Ce n’est pas un hasard, si le Stade du 28 Septembre, symbole de notre « Non » unanime à de Gaulle a hébergé les célèbres massacres du même nom dont le procès a lieu en ce moment-même. Nous avons gagné notre Indépendance sous le sceau de la furie animale et de l’auto- destruction. Chez nous, tout est sanglant, même les noces !
Les Guinéens se réjouissent que ce procès ait lieu même 13 ans après les faits. Justice va être enfin rendue aux victimes. Bien sûr, cela ne ressuscitera pas nos morts. Bien sûr, cela n’effacera pas l’affront que nos honorables sœurs ont subi en public et en pleine journée. Mais cela nous donnera la fausse impression que nous sommes moins barbares que nous ne le sommes en réalité et surtout, cela nous permettra de porter le deuil de nos chers disparus.
Un véritable procès en Guinée ? Oui, quand les poules auront des dents !
Prenons donc notre mal en patience ! En Guinée, la barbarie qui est maintenant fort bien intégrée dans nos us et coutumes, a encore de beaux jours devant elle. Pour preuve, cette sordide histoire que raconte notre confrère, Africaguinée, celle de Aïssata D., violée par 3 militaires au Stade du 28 Septembre et immédiatement répudiée par son mari parce que justement elle a été violée. Depuis, Aïssata D. vit dans un container avec ses 4 enfants et lave le linge des voisins pour survivre. A ma connaissance, cela n’a choqué personne ni les citoyens ni les pouvoirs publics, ni les prêtres ni les marabouts. Normal, Aïssata D. a commis le crime considéré comme le plus abominable sous nos cieux : naître femme. Question : quand ce monstrueux époux va à l’église ou à la mosquée, qui invoque-t-il : Lucifer ou le bon dieu ?

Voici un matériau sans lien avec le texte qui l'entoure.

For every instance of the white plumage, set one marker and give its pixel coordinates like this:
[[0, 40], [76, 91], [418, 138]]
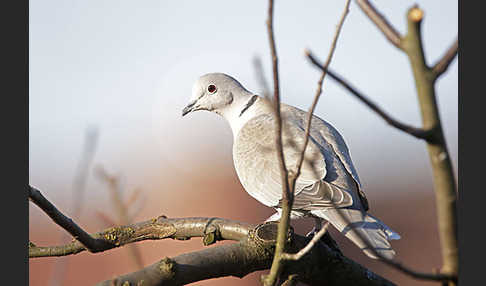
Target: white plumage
[[328, 187]]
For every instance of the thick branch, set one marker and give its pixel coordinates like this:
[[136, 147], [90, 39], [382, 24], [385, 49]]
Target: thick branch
[[211, 229], [445, 185], [416, 132], [443, 64], [254, 251], [321, 266], [380, 21]]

Vous, vous rendez compte, mes chers compatriotes : violée par l’armée qui est payée pour la protéger contre les invasions barbares puis, répudiée par celui-là même qui a juré devant le maire de lui porter secours et assistance tout au long de la vie !
Cela se passe ainsi au pays de Sékou Touré : plus c’est diabolique, plus c’est guinéen.